Similar to plot_variable_relationships but uses trains in system (occupancy) instead of flow (throughput) on the x-axis.
MERGED ANALYSIS: Combines weekdays and weekends into a single comprehensive view.
Uses the EXACT SAME logic as plot_variable_relationships: - X-axis: Normalized trains in system per hour (from plot_bottleneck_analysis calculation) - Y-axis: Mean delay per hour ONLY from DELAYED trains (delay > 0), NOT all trains - One scatter point per HOUR (not per train) - Binned by trains in system with Q25-Q75 delay ranges
THEORY: - As trains accumulate in the system (high occupancy), delays should increase - If delays remain low despite high trains in system, indicates good platform management - If delays spike at low trains in system, indicates operational inefficiencies
Parameters:
- station_idstr
The station STANOX code
- all_datapd.DataFrame
The complete dataset containing all train records
- time_window_minutesint
Time window in minutes (default: 60)
- num_platformsint
Number of platforms for normalization (default: 12)
- figsizetuple
Figure size (default: (12, 8))
- max_delay_percentileint
Percentile to trim extreme values (default: 98)
- dwell_time_minutesint
Typical dwell time at station (default: 5 minutes)
- time_rangetuple or None
Optional (start, end) tuple to filter by time range (default: None)

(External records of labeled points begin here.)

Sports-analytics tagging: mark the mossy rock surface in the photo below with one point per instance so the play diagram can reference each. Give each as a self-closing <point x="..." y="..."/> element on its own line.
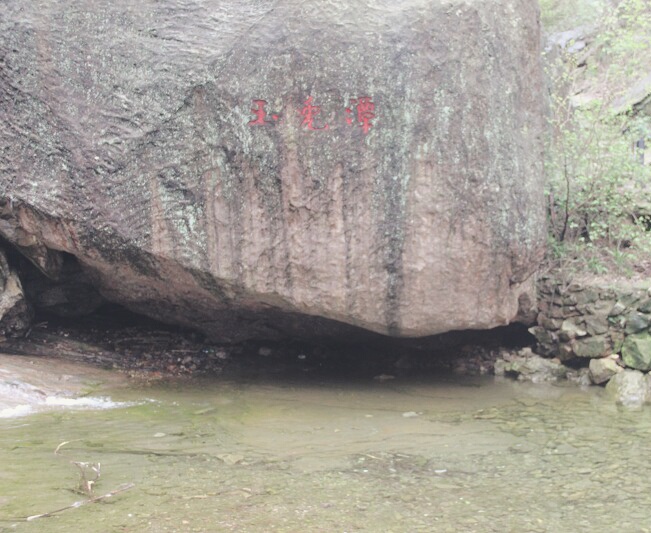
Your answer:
<point x="636" y="351"/>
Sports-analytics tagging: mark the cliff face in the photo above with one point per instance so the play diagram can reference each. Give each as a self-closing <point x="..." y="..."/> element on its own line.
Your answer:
<point x="252" y="168"/>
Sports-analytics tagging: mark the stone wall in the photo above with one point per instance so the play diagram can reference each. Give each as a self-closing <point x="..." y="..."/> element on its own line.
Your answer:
<point x="602" y="326"/>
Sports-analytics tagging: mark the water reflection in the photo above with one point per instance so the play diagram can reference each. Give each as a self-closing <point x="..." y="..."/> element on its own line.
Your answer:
<point x="443" y="455"/>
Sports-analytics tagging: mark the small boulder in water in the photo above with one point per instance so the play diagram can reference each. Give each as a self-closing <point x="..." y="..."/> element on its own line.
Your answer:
<point x="629" y="388"/>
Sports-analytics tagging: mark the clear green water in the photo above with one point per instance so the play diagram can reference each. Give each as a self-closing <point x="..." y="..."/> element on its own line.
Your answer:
<point x="332" y="456"/>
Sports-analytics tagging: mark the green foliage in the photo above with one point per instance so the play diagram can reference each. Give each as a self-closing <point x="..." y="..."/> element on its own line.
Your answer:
<point x="599" y="193"/>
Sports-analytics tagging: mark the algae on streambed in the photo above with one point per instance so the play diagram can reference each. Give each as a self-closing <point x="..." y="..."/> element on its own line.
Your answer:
<point x="254" y="455"/>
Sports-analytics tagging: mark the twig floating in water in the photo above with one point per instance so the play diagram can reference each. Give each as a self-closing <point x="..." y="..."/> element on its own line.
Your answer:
<point x="74" y="505"/>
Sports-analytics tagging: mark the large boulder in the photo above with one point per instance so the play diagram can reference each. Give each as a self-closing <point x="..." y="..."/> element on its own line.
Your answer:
<point x="240" y="166"/>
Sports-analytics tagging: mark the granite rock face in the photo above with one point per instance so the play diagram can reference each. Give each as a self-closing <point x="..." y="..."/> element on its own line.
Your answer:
<point x="261" y="168"/>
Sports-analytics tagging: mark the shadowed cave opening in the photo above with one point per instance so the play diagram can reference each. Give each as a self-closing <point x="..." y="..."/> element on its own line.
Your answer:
<point x="72" y="320"/>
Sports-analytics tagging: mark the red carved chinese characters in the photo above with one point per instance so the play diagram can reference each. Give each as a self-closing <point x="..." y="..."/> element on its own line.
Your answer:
<point x="309" y="112"/>
<point x="360" y="112"/>
<point x="365" y="112"/>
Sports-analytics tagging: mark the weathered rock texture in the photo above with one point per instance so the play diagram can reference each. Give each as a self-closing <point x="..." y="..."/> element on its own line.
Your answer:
<point x="128" y="140"/>
<point x="596" y="321"/>
<point x="15" y="312"/>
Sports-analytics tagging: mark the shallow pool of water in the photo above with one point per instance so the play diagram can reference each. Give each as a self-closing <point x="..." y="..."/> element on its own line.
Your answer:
<point x="284" y="454"/>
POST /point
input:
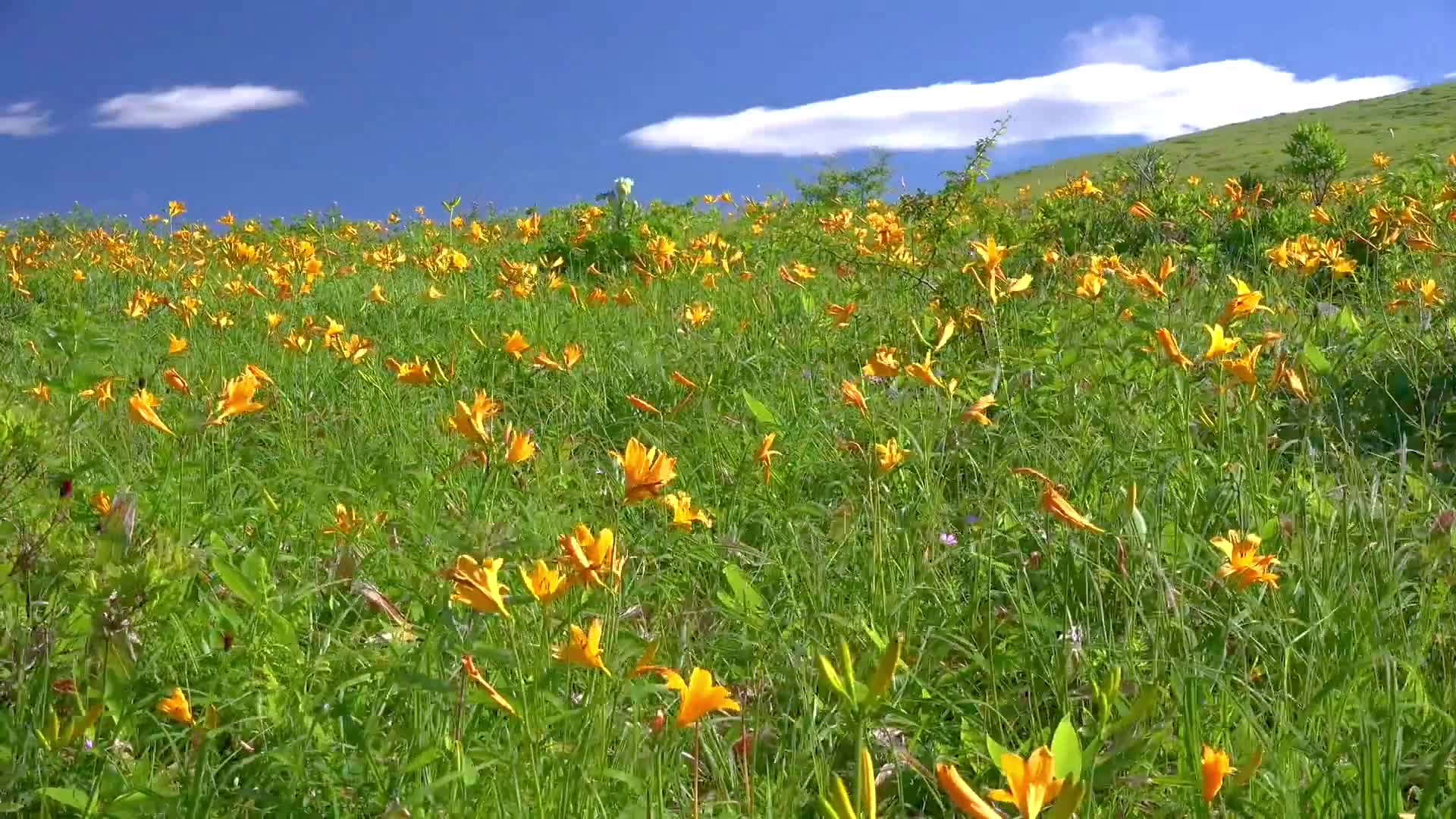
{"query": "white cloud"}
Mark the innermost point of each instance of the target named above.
(185, 107)
(1138, 39)
(1087, 101)
(25, 120)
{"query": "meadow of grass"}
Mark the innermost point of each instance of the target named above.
(1408, 127)
(949, 496)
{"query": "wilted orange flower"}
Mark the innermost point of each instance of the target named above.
(884, 365)
(1056, 504)
(922, 372)
(642, 406)
(1242, 368)
(593, 556)
(698, 314)
(237, 400)
(701, 697)
(478, 585)
(889, 457)
(1289, 378)
(1091, 286)
(1244, 305)
(571, 354)
(177, 382)
(683, 512)
(648, 664)
(473, 675)
(977, 411)
(258, 373)
(469, 420)
(414, 373)
(842, 314)
(766, 455)
(992, 254)
(962, 795)
(546, 585)
(648, 471)
(849, 391)
(1245, 566)
(177, 707)
(1219, 344)
(582, 649)
(143, 410)
(101, 394)
(1169, 346)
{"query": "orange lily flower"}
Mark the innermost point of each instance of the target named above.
(1056, 504)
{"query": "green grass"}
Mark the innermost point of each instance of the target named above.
(231, 586)
(1423, 123)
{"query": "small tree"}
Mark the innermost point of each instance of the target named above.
(839, 188)
(1315, 158)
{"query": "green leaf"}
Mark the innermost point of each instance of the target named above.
(1066, 751)
(71, 798)
(1068, 800)
(996, 751)
(743, 599)
(1315, 360)
(237, 582)
(761, 410)
(1347, 321)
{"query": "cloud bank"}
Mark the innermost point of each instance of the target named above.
(1122, 86)
(185, 107)
(25, 120)
(1138, 41)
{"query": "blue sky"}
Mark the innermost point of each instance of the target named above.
(389, 105)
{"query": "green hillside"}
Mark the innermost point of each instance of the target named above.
(1405, 126)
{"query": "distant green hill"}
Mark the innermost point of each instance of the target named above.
(1423, 123)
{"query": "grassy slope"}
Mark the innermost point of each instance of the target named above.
(1341, 678)
(1423, 120)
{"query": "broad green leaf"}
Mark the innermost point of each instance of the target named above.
(1066, 751)
(1068, 802)
(1347, 321)
(1315, 360)
(996, 751)
(71, 798)
(237, 582)
(761, 410)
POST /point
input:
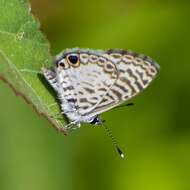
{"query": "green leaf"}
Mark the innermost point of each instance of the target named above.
(23, 49)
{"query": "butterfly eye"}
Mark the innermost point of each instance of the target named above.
(73, 60)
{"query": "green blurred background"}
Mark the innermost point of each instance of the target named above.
(155, 133)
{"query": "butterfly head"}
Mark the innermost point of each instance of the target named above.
(65, 61)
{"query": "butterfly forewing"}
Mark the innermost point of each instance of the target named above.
(135, 73)
(90, 82)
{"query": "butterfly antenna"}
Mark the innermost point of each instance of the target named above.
(114, 141)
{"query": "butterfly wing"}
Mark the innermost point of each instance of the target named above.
(86, 84)
(135, 73)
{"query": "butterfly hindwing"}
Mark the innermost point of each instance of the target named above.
(135, 73)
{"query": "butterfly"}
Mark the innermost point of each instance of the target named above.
(90, 82)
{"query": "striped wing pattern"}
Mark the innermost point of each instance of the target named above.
(135, 73)
(101, 80)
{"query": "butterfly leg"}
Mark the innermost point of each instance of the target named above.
(50, 76)
(71, 126)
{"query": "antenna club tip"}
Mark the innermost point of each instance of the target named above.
(122, 156)
(120, 152)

- rdmpy.outputs.analysis_tools.explore_delay_outliers(station_id, all_data, num_platforms=6, dwell_time_minutes=5, figsize=(12, 8), time_range=None)[source]
Specialized visualization to explore delay outliers and extreme cases. Shows delay percentiles vs system load with binned averages.
Parameters:
- station_idstr
The STANOX code for the station
- all_datapd.DataFrame
The complete dataset with all station data
- num_platformsint
Number of platforms at the station (for normalization)
- dwell_time_minutesint
Typical dwell time at the station in minutes
- figsizetuple
Figure size (width, height)
- time_rangetuple or None
Optional (start, end) tuple to filter by time range (default: None)
Returns:
- pd.DataFrame
Hourly statistics including delay percentiles and system load metrics
- rdmpy.outputs.analysis_tools.station_view(station_id, all_data, num_platforms=6, time_window_minutes=60, max_delay_percentile=98, dwell_time_minutes=5, figsize=(8, 4.7), time_range=None)[source]
Comprehensive merged station performance analysis combining 3 visualization functions. Analyzes on-time performance and system load relationships.
Parameters:
- station_idstr
The STANOX code for the station
- all_datapd.DataFrame
The complete dataset with all station data
- num_platformsint
Number of platforms at the station (for normalization)
- time_window_minutesint
Time window for analysis (typically 60 for hourly)
- max_delay_percentileint
Maximum delay percentile to consider (typically 98)
- dwell_time_minutesint
Typical dwell time at the station in minutes
- figsizetuple
Figure size (width, height) - applied to all plots
- time_rangetuple or None
Optional (start, end) tuple to filter by time range. Will filter valid_data to only include rows where arrival_time falls within this range (default: None)
Returns:
- dict
Dictionary containing hourly_stats and bin_stats DataFrames
- rdmpy.outputs.analysis_tools.comprehensive_station_analysis(station_id, all_data, num_platforms=6, dwell_time_minutes=5, max_delay_percentile=98, time_range=None)[source]
Combined comprehensive station analysis displaying all visualizations in a single column figure.
Combines plot_trains_in_system_vs_delay, explore_delay_outliers, and station_view without changing any of their internal logic.
Parameters:
- station_idstr
The STANOX code for the station
- all_datapd.DataFrame
The complete dataset with all station data
- num_platformsint
Number of platforms at the station (for normalization)
- dwell_time_minutesint
Typical dwell time at the station in minutes
- max_delay_percentileint
Maximum delay percentile to consider (typically 98)
- time_rangetuple or None
Optional (start, end) tuple to filter by time range (default: None)
Returns:
- dict
Dictionary containing all results from the three analyses
- rdmpy.outputs.analysis_tools.station_analysis_with_time_range(station_id, all_data, time_range=None, num_platforms=6, dwell_time_minutes=5, max_delay_percentile=98)[source]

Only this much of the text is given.